Stone or slate slabs
“Most of the concrete slabs are left over from the building of our museum,” Mak says, gesturing to repurposed materials from the construction of the Museum of Natural Science’s Nature Research Center. “We decided to just use the granite slabs for chalking and painting, as well as the slate pieces that are on the fence.”
The underside of the water play area here is made of slabs resting on gravel – the water filters through the gravel rather than turning to mud and oozing downhill.
“Habitat ReStore is a good place to look for things like that, especially if you can get natural stone, because just using a paintbrush and water brings out all the different colors,” Mak says.
Water wall/music wall
Though Prairie Ridge doesn’t have this, Mak describes a water wall made of 2-liter bottles with the bottoms cut off.

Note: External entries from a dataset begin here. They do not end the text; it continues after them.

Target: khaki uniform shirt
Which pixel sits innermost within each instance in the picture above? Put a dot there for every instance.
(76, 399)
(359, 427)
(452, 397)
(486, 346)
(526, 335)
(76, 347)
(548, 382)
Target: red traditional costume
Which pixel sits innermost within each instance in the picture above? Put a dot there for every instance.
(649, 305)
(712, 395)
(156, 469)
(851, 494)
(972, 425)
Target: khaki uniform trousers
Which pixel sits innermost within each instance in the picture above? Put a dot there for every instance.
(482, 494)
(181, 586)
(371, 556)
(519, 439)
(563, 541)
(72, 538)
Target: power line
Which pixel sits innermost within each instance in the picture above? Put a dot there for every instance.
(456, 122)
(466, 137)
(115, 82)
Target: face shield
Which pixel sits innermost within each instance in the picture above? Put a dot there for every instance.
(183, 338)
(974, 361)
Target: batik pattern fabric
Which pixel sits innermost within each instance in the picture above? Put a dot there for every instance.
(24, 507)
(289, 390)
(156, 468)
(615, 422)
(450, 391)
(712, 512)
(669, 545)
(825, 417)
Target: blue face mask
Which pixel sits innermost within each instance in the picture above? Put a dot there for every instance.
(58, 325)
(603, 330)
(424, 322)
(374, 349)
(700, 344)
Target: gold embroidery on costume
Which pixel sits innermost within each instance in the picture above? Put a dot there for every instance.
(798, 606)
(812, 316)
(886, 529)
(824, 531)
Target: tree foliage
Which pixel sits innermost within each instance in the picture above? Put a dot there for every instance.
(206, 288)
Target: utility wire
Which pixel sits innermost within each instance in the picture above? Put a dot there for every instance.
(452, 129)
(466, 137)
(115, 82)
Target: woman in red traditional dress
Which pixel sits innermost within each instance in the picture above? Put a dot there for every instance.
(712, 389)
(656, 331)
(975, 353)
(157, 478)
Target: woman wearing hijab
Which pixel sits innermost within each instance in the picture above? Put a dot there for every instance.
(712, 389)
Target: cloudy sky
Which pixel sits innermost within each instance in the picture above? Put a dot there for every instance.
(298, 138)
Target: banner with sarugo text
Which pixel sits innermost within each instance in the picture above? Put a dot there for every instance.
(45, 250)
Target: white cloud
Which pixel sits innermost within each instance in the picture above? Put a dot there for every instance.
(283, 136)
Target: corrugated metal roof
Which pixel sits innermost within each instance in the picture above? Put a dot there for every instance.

The bottles are each bolted to a vertical board, bottoms up, so they can be turned. This way, kids can pour water and adjust its path by moving the bottles.
“Same thing with a music wall,” Mak says. “Use pot lids that don’t fit anymore and put them on a pallet.” Any kind of discarded or secondhand pots and pans will do. Then use sticks or discarded utensils and bang away.
Readers: We want to hear how you have repurposed old items. For your project to be considered for Second Time’s the Charm, send a description, photo and your contact information to corbiehill@gmail.com.
Check it out
If you’d like to see some of these ideas in action, Prairie Ridge’s annual gnomes and fairies event is 9 a.m.-noon Saturday. Kids are encouraged to dress as gnomes or fairies and enjoy scavenger hunts, balloon animals and games involving reused materials. The address is 1671 Gold Star Drive, Raleigh.